Why did Judge Horne allow the Disciplinary Officer to rely on something which the Respondent admitted was not investigated or brought to the Claimant's attention during the Disciplinary Hearing?

 

Why did Judge Horne further allow the Appeal Officer to rely on something which the Respondent admitted was not investigated or brought to the Claimant's attention during the Disciplinary Hearing?

 

Judge Horne simply ignored case law relating to Disciplinary Procedures and brushed over that his 'finding of fact' was not correct!

 

 

 

 

At Tribunal the Respondent alleged the Claimant was trained to know there had to be a Duty Manager on site at all times. To support that claim the Respondent disclosed a copy of the franchise company procedures which only came into force six months after the Claimant was dismissed. Judge Horne stated 'At no point during this meeting or the previous meeting was it put to the claimant either that he had been trained to know that there always had to be a Duty Manager on site, or that, during the times when [the other night staff] were left in charge, there had always been a manager sleeping on the premises'.

 

This specific training was not relied on to dismiss the Claimant, as confirmed by it's absence in the dismissal letter, but the Respondent later relied on it at tribunal to justify dismissal. Judge Horne confirmed this was was never put to the Claimant at disciplinary stage and he was not given a fair chance to meet the argument.

 

Judge Horne also acknowledged that the disclosed franchise company procedures only came into force six months after the Claimant's dismissal; the Respondent had not disclosed a copy of the franchise procedures which were in force when the Claimant was employed, or a copy of their own procedures.
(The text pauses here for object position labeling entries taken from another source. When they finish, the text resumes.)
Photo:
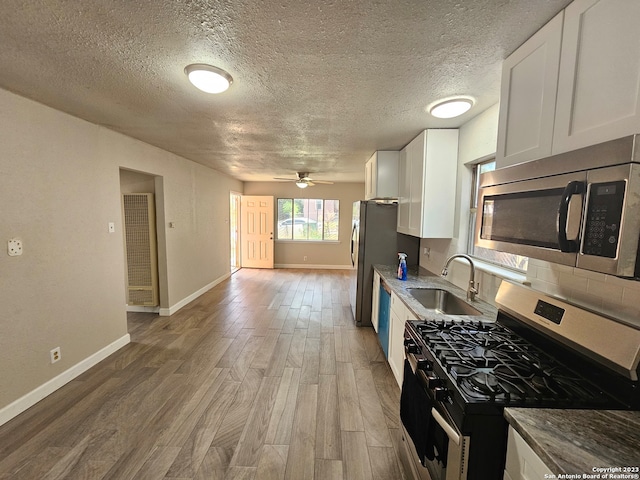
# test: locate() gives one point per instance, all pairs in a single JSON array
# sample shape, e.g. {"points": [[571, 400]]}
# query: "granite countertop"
{"points": [[422, 278], [577, 441]]}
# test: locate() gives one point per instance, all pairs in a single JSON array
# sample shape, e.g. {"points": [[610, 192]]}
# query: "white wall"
{"points": [[319, 255], [59, 189]]}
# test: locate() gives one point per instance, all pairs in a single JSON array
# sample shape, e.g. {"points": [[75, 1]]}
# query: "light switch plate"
{"points": [[14, 247]]}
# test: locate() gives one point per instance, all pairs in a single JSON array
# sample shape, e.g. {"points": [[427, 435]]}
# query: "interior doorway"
{"points": [[234, 230]]}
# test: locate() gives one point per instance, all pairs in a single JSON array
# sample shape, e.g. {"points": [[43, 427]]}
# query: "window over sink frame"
{"points": [[308, 219]]}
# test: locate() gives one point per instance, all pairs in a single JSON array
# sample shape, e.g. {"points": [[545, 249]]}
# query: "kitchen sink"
{"points": [[442, 301]]}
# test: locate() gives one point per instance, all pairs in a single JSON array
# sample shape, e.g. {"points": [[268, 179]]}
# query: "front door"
{"points": [[257, 231]]}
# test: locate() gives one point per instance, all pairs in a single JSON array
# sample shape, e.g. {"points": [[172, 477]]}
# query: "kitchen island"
{"points": [[581, 442]]}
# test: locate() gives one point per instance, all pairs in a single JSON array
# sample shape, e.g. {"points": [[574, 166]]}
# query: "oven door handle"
{"points": [[451, 433]]}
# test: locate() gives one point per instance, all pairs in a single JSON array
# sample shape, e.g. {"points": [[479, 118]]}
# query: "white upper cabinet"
{"points": [[528, 97], [599, 78], [427, 186], [381, 175], [575, 83]]}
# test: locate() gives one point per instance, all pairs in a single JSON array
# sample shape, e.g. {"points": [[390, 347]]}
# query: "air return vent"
{"points": [[140, 245]]}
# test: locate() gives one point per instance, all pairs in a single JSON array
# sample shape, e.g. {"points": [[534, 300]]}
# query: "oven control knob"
{"points": [[441, 393], [411, 346], [434, 382], [424, 364]]}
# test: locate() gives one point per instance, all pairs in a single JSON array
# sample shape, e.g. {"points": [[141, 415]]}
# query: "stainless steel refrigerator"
{"points": [[374, 240]]}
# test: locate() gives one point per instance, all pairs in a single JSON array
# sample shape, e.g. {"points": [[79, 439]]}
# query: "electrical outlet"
{"points": [[14, 247], [56, 354]]}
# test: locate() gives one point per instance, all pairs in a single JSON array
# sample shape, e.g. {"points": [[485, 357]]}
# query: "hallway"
{"points": [[263, 377]]}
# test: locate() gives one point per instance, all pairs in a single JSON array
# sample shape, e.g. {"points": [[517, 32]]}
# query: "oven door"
{"points": [[538, 218], [433, 438]]}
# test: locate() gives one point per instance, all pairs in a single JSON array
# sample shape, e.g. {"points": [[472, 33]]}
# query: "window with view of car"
{"points": [[308, 219], [503, 259]]}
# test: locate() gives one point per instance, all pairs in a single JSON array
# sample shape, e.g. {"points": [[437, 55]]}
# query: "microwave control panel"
{"points": [[602, 222]]}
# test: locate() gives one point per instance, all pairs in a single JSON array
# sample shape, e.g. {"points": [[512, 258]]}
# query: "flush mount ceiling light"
{"points": [[208, 78], [450, 107]]}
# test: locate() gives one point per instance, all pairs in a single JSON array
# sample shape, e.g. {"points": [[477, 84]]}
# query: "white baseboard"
{"points": [[316, 267], [165, 312], [143, 309], [26, 401]]}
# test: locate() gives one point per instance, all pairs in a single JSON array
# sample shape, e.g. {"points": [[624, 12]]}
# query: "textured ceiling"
{"points": [[318, 85]]}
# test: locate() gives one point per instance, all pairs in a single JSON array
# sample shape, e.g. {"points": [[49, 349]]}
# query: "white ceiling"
{"points": [[318, 84]]}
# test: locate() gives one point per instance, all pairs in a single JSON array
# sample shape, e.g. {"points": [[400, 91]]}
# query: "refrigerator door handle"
{"points": [[353, 236]]}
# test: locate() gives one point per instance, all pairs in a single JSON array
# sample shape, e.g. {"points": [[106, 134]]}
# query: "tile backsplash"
{"points": [[612, 296]]}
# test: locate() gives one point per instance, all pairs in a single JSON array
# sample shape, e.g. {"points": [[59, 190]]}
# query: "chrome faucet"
{"points": [[473, 286]]}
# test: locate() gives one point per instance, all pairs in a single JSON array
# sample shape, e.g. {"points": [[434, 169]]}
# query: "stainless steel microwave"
{"points": [[580, 208]]}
Judge Horne further deemed it unnecessary to resolve an outstanding issue as to whether or not the Claimant had been trained on the new franchise procedures. Yet Judge Horne accepted the Respondent's claim that it was procedure to have a Duty Manager on site all the time and that the Claimant was trained to know this.

 

 

At Tribunal the Respondent also alleged there was always a sleep-in manager when the Claimant was off work. Judge Horne stated that the Disciplinary Officer told the Tribunal that, whilst [the other night staff] were on duty, there was a manager invariably asleep on the premises. But that was in direct conflict to the written 'statement of facts' submitted by the Disciplinary and Appeal Officers; in those statements they both stated 'it is true [the other night staff] have worked night shifts before without a designated manager' (that statement was made in the context of there being a manager on site).

 

Judge Horne then went on to state ‘As I have already recorded, this was not put to the claimant and he never had a fair opportunity to deal with it. I accept, however, that it was a factor that [the Disciplinary Officer] did have in mind at the time of reaching the disciplinary decision’. The question now is; how could the Disciplinary Officer have in mind that there was always a sleep-in manager on site when the Claimant was off work, when the Disciplinary Officer also knew to be true that the other night staff had worked shifts without a designated manager?

 

Sleep-in Managers was not relied on to dismiss the Claimant, as confirmed by it's absence in the disciplinary notes and dismissal letter, but the Respondent later relied on 'sleep-in managers' at tribunal to justify dismissal. Judge Horne confirmed this was was never put to the Claimant at disciplinary stage but then he allowed the Respondent to rely on 'sleep-in mangers' at tribunal.

 

 

 

Judge Horne aided the Respondent's case by allowing them to rely on the issues of Duty Managers, Franchise Training and Sleep-In Managers, which were not investigated, resolved or brought to the employee’s attention as part of disciplinary proceedings.